Mr. Trowbridge had on a linen coat now, a long, yellow one, which I should laugh at if I saw it on the stage in a play, but it suited him, and he looked quite impressive in it. He fanned himself with a large straw hat, without any ribbon, and talked splendidly to us, as we three walked together under the trees.
If any English person should write a novel, and make a farmer in it talk like Mr. Trowbridge, everyone who read the book would say he was impossible. His way of speaking was a little slipshod, sometimes (though not a bit more than ours when we drop our "g's" and things like that, only more guileless sounding); but without seeming a bit as if he wanted to show off what he knew--which is so boring--he quoted Shakespeare, and Wordsworth, and Tennyson; and in mentioning his work at the hives in the morning, asked if we had read Mæterlinck's "Life of the Bee." From that he fell to discussing other things of Mæterlinck's with Mr. Brett, and incidentally talked of Ibsen. There wasn't the least affectation about it all. The quotations and allusions he made were mixed up incidentally with conversation about the beauty of the country, and life on a farm. He was interested in the subjects, and took it for granted that we were, so he chatted about things he cared for, modestly and happily.
By and by he left us alone for a few minutes, while he went to speak to a man who works on the farm. He was going to show us the maple sugar camp when he came back, and we sat on a felled oak and waited, with a smell of clover coming to us on the warm breeze, and the "tinkle, tankle" of cow-bells in the distance.

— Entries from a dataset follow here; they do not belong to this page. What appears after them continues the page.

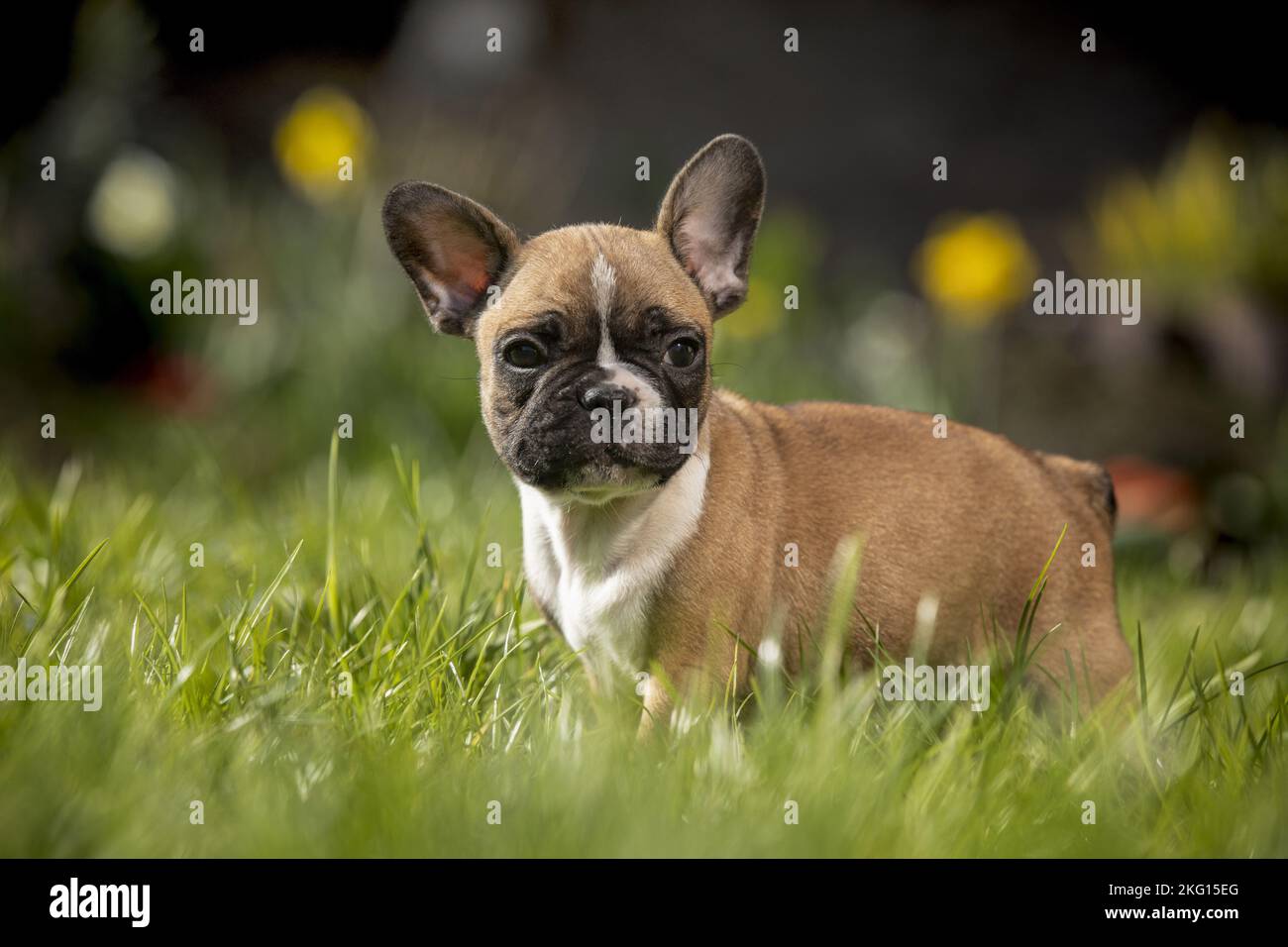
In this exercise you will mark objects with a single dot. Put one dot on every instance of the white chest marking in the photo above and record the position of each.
(597, 567)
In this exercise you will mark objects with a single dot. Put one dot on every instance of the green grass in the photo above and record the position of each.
(220, 686)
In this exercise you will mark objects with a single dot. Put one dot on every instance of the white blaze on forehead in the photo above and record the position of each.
(603, 283)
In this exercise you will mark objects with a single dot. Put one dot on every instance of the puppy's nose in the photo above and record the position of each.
(604, 393)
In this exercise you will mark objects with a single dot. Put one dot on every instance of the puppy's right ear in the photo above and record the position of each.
(451, 248)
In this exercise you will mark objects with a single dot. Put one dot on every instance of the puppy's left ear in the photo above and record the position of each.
(709, 215)
(451, 248)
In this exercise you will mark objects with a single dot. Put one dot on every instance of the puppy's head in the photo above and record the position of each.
(578, 318)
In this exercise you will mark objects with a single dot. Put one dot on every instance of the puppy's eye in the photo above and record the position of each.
(523, 355)
(681, 354)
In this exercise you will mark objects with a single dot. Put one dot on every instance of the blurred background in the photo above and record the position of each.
(913, 292)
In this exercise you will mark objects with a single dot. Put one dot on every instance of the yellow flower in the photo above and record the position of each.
(322, 131)
(973, 268)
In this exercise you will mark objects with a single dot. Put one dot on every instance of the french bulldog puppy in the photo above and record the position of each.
(647, 553)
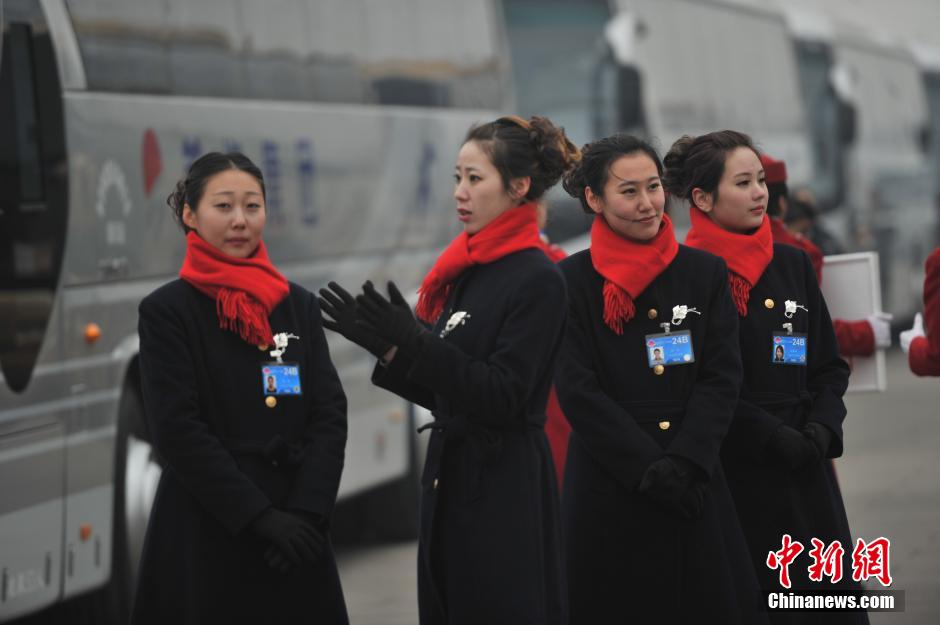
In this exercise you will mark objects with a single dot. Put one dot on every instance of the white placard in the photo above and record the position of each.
(852, 288)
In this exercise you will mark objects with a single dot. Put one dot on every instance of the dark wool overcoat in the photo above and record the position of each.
(629, 560)
(206, 413)
(490, 538)
(771, 500)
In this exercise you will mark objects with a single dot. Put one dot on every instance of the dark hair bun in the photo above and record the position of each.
(676, 178)
(519, 148)
(556, 154)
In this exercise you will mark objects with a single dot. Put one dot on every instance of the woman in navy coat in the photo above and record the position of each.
(648, 377)
(239, 527)
(490, 540)
(788, 421)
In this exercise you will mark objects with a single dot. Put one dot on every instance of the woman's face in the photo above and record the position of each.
(632, 200)
(742, 193)
(479, 191)
(230, 215)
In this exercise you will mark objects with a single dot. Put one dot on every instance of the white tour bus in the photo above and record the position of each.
(353, 110)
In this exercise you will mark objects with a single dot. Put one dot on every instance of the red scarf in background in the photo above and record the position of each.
(245, 290)
(747, 255)
(628, 267)
(514, 230)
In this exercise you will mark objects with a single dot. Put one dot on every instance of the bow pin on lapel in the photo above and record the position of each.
(679, 313)
(790, 308)
(457, 319)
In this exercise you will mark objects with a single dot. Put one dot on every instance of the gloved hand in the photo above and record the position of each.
(344, 319)
(908, 336)
(293, 540)
(790, 448)
(820, 435)
(880, 323)
(670, 482)
(392, 320)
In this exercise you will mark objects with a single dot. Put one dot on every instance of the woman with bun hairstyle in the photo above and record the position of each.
(648, 377)
(249, 417)
(490, 539)
(788, 421)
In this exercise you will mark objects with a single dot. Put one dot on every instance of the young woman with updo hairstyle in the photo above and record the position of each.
(253, 448)
(490, 546)
(648, 377)
(788, 420)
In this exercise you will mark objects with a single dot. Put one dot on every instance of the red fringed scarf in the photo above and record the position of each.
(628, 267)
(246, 290)
(516, 229)
(747, 255)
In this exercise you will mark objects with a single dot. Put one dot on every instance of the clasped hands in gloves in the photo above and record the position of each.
(294, 538)
(675, 484)
(370, 320)
(797, 450)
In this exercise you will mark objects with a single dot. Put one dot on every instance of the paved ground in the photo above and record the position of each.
(890, 477)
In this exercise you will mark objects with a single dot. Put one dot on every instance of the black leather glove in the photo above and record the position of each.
(820, 435)
(344, 319)
(670, 482)
(293, 540)
(791, 449)
(392, 320)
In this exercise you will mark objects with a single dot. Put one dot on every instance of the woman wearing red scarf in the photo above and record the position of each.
(490, 538)
(788, 421)
(247, 412)
(648, 377)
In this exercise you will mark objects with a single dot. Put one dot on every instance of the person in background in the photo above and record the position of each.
(856, 338)
(557, 428)
(920, 343)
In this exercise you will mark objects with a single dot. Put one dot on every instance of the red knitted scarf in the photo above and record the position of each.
(747, 255)
(514, 230)
(246, 290)
(628, 267)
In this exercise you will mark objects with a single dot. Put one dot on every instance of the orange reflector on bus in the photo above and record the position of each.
(92, 332)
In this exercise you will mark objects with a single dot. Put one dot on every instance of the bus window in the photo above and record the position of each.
(561, 66)
(828, 118)
(32, 179)
(123, 45)
(556, 49)
(397, 52)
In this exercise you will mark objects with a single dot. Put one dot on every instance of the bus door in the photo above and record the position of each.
(33, 212)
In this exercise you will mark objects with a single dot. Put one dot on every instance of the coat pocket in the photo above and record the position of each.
(660, 418)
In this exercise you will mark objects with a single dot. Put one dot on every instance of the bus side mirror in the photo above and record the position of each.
(924, 138)
(848, 122)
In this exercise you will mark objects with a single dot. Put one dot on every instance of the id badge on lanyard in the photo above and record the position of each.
(280, 378)
(669, 348)
(788, 348)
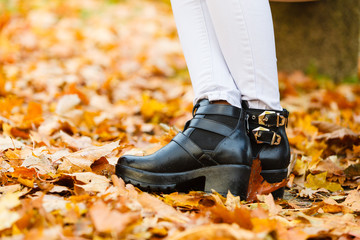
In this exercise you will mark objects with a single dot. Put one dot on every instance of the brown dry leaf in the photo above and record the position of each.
(82, 160)
(326, 127)
(106, 220)
(274, 209)
(76, 143)
(8, 216)
(319, 181)
(91, 182)
(214, 232)
(341, 135)
(240, 215)
(161, 209)
(352, 201)
(257, 184)
(328, 166)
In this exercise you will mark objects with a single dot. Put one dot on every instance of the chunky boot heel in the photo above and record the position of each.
(213, 152)
(269, 143)
(275, 176)
(231, 178)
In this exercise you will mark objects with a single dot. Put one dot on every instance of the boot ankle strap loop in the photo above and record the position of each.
(269, 118)
(210, 126)
(217, 109)
(264, 135)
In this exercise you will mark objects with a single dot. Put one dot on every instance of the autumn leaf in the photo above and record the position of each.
(107, 220)
(319, 181)
(257, 184)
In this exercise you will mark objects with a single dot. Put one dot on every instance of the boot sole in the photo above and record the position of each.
(274, 176)
(221, 178)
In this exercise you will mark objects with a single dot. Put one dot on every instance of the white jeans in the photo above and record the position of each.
(229, 48)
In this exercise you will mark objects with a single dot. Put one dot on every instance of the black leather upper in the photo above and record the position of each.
(272, 156)
(182, 154)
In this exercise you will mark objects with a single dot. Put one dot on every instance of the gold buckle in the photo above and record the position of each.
(280, 120)
(257, 133)
(276, 139)
(262, 119)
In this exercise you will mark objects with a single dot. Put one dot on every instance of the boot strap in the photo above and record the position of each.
(218, 109)
(264, 135)
(269, 118)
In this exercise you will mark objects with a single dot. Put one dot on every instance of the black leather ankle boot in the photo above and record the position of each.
(213, 152)
(269, 143)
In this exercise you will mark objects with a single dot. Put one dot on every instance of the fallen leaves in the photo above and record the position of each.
(84, 82)
(259, 186)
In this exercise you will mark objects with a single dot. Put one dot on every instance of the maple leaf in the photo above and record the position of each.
(106, 220)
(83, 159)
(257, 184)
(319, 181)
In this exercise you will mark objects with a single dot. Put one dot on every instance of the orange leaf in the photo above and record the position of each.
(257, 184)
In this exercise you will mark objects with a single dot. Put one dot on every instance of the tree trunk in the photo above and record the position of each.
(322, 35)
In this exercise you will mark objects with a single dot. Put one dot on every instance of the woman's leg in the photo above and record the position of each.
(244, 30)
(209, 73)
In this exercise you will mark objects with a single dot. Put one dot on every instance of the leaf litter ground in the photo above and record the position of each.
(84, 82)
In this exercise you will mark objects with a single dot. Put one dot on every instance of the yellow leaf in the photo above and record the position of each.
(319, 181)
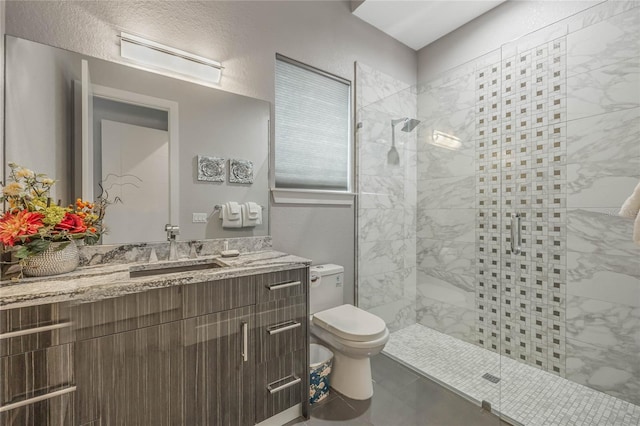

"What an extraordinary man!" I said to Mr. Brett.
"You mean because he's a farmer," said he, his eyes laughing.
"Well--I suppose I do. But then, of course, he's a gentleman farmer, not an ordinary one at all."
"He's a gentleman in the way that all the good people in the country round are gentlefolk, because they're self-respecting and kind-hearted and intelligent. But he comes of generations of workers. They make no pretensions to blue blood, though perhaps they may have some in their veins, and don't think themselves superior socially to their own farm hands--like that one over there. Nor do they consider themselves inferior to anybody. Not that they would think of _asserting_ their claims to equality with your friend Mrs. Stuyvesant-Knox, for instance. They simply take it for granted that they are the equals of any other American, or for the matter of that, persons of any foreign nations. You will perhaps hear them talking about your king and queen as 'Edward' and 'Alexandra'; but they won't mean the slightest disrespect."
"You needn't be afraid I shall misunderstand anything they may do or say," said I. "My ideas about them are beginning to crystallise already, as you thought they would. But I'm wondering at them all, still. They're so utterly new to me, so absolutely different from any types we have or could have at home."
"What would your mother the Duchess think of them--now, honour bright? Don't dream you'll hurt my feelings because they're my cousins and we come of the same stock."